Sienna Miller and Ben Wheatley on High-Rise celebrity

BBC

A dystopian satire, set in the 1970s, High-Rise is the new film from British director Ben Wheatley (Kill List, Sightseers).

Adapted from the J G Ballard cult classic of the same name, it tells the story of Dr Robert Laing (Tom Hiddleston) who moves into a high-rise tower block in London.

The building is divided so the super-rich reside on the top floors, the rich – including Laing – live in the middle, and the well-off live on the lower floors.

With residents seduced by the insularity and glamour of the building and its co-habitants (Sienna Miller, Jeremy Irons, Luke Evans), chaos ensues as the high-rise, and its social strata, begin to crumble.

What was it about Ballard’s book that you thought would resonate with filmgoers and work as a big-screen film?

Ben Wheatley: It’s a book that was written in 1975 that can predict so much that is happening now and how pressing it is. Even if you flick through the morning paper there all sorts of enormous new developments being built in London that are seducing people away into them to escape from the dirt of living and dealing with the poor. That kind of division between rich and poor is something that everyone has to deal with in London and it becomes like a museum city with no-one actually living here any more – so that side of it was interesting. Also the idea of people becoming subsumed by technology and how, as the building starts to break down, they film each other and project it on the walls. I was like, oh God, this is the beginning of that reflex that becomes like YouTube.

So even though it’s a book from the Seventies, it feels incredibly relevant to today’s culture?

Wheatley: That’s the trick of picking a book that’s predictive fiction, because it’s not actually in that moment. He’s looking ahead all the time. But, it’s kind of depressing that he gets so much of it right. His later books are more worrying as they are much more apocalyptic and if he’s getting this stuff right then we’re in real trouble.
Image copyright Aidan Monaghan
Image caption Tom Hiddleston plays the movie’s lead, Dr Robert Laing

Is this a film for scholars of Ballard or a film for the masses?

Wheatley: On one level we wanted to make a big movie that was very sexy, kind of seductive, and filled with wonderful film stars. But then on the other side, we wanted it to be actually saying something about what was happening in the UK and in the world today. So I think you get it both ways. It feeds the mind and the eyes.

Is celebrity culture its own high-rise?

Sienna Miller: To a certain degree. The prophetic nature of what Ballard’s done – the self-promotion and the filming and the documenting of the demise of people – that’s really become a part of our culture. People used to celebrate celebrity and obviously it’s completely different now. It’s an examination of humanity and the way people behave if they’re given enough rein and I think that our culture is really heading towards that – it’s alarming.

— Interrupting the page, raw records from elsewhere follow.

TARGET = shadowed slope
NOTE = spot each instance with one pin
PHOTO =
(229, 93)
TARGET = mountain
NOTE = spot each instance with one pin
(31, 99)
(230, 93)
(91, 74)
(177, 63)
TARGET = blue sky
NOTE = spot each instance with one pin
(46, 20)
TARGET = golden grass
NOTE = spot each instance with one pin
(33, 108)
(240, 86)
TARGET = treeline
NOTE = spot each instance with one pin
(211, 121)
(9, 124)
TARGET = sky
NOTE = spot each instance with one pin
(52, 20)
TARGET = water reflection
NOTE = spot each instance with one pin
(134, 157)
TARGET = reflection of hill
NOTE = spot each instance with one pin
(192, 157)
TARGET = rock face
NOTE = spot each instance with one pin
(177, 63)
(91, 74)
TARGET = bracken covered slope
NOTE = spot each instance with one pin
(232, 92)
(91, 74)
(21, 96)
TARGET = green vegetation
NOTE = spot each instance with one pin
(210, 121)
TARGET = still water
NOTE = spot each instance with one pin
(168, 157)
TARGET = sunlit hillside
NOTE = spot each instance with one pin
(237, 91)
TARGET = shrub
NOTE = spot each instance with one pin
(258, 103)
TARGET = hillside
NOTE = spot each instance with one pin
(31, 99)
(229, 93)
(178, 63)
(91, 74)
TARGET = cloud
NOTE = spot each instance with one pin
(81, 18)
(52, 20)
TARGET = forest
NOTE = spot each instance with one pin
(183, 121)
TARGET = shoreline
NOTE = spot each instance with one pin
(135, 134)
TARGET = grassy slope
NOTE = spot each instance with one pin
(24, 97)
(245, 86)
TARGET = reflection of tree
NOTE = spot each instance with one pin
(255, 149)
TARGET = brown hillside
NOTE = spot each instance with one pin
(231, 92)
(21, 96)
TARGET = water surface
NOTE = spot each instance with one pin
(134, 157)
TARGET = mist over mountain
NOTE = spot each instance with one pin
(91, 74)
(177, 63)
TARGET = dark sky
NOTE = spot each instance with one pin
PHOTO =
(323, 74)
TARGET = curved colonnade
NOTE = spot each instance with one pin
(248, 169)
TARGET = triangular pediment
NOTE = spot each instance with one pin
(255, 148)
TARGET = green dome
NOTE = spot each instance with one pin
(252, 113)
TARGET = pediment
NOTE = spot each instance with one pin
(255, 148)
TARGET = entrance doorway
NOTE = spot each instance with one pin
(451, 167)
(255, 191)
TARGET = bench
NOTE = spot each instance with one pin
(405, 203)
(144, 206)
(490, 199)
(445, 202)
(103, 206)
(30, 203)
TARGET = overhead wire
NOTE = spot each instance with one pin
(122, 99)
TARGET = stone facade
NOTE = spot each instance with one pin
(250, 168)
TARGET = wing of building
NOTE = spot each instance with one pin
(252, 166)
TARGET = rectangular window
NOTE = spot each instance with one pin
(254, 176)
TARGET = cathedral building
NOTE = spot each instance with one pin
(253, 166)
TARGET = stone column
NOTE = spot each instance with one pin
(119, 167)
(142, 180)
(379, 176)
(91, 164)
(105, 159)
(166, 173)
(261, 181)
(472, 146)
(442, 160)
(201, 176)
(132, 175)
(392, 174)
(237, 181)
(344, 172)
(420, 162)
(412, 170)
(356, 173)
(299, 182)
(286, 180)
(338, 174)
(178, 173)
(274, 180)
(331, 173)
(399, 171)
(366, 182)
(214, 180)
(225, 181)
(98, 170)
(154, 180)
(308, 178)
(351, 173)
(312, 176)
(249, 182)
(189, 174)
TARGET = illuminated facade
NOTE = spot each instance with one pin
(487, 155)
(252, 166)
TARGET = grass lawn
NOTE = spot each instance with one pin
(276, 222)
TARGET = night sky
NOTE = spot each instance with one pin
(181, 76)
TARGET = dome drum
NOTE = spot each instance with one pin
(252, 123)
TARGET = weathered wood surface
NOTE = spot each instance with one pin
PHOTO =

What about as an actress within the Hollywood bubble – are there parallels to the high-rise there?

Miller: I just try to avoid as much of that as possible. It’s definitely its own world and it’s definitely weird – “Hollyweird”. When you dip in and out there is hierarchy, there are people who are more successful than others. Everybody’s ambitious and it can get strange and competitive and odd but at the same time most of the people I’ve worked with have been normal, nice, creative people.

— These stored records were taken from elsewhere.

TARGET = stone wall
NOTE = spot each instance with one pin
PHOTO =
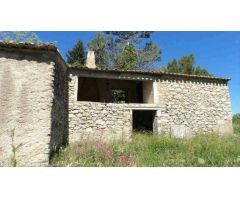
(194, 106)
(59, 111)
(31, 106)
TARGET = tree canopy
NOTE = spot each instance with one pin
(111, 47)
(77, 54)
(185, 65)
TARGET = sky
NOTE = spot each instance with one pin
(218, 52)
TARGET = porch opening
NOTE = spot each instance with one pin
(114, 90)
(143, 120)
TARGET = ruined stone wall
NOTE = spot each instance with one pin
(29, 97)
(59, 111)
(95, 120)
(194, 106)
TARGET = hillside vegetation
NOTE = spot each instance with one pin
(147, 150)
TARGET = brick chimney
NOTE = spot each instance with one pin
(90, 63)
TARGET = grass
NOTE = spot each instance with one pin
(151, 151)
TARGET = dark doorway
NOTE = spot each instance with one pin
(143, 120)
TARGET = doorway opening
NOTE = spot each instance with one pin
(143, 120)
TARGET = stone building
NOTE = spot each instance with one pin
(44, 103)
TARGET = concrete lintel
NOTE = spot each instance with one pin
(116, 75)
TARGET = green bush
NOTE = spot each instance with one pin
(148, 150)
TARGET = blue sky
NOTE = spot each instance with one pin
(218, 52)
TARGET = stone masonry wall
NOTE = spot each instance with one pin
(26, 97)
(194, 106)
(59, 112)
(105, 121)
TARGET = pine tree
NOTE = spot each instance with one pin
(77, 56)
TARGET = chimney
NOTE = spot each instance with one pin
(90, 63)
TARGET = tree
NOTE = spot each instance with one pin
(186, 66)
(100, 45)
(112, 46)
(20, 36)
(77, 56)
(148, 55)
(127, 59)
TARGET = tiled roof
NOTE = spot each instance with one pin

Wheatley: Not so much dog-eating?

Miller: No dog-eating and no orgies unfortunately…

Did you leave the set feeling as disturbed and disorientated as I did when I left the cinema?

Miller: In moments.

Wheatley: Yeah.

Miller: You didn’t! Have you seen Ben’s films?

Wheatley: And I never saw you out of your wig either, you were always in character…

Miller: Off set in moments it got really dark. It was chaos and it was weird. Ben’s very good at creating a world that was really complete and odd and we were all there running around like lunatics within this environment and then all living together in a hotel.

Wheatley: I didn’t have anything to do with this hotel living thing. They were like The Young Ones.

Miller: We shared the odd scotch egg.

The film has received mixed reviews – the Telegraph gave it 4/5, and the Guardian 2/5. What do you think has been divisive about it?

Wheatley: I don’t know – it’s taste, isn’t it. I’d rather it was five star and one star than just straight-down-the-middle two and a half or three star.

Miller: Ballard is polarising as well. The subject matter is uncomfortable and weird and people aren’t used to watching films that are like Seventies movies that actually leave you with something that isn’t “popcorn”. I think this film will stay with you forever and it’s dark. You question yourself, you look at yourself, you can’t help but self-examine. Who am I in this environment? How would I behave? And some people don’t want to have that experience. But I think that’s what cinema should be. That’s the genius of Ben’s work. And to be in something that is polarising is absolutely everything I would rather be in.

Wheatley: I can only hear you say genius there!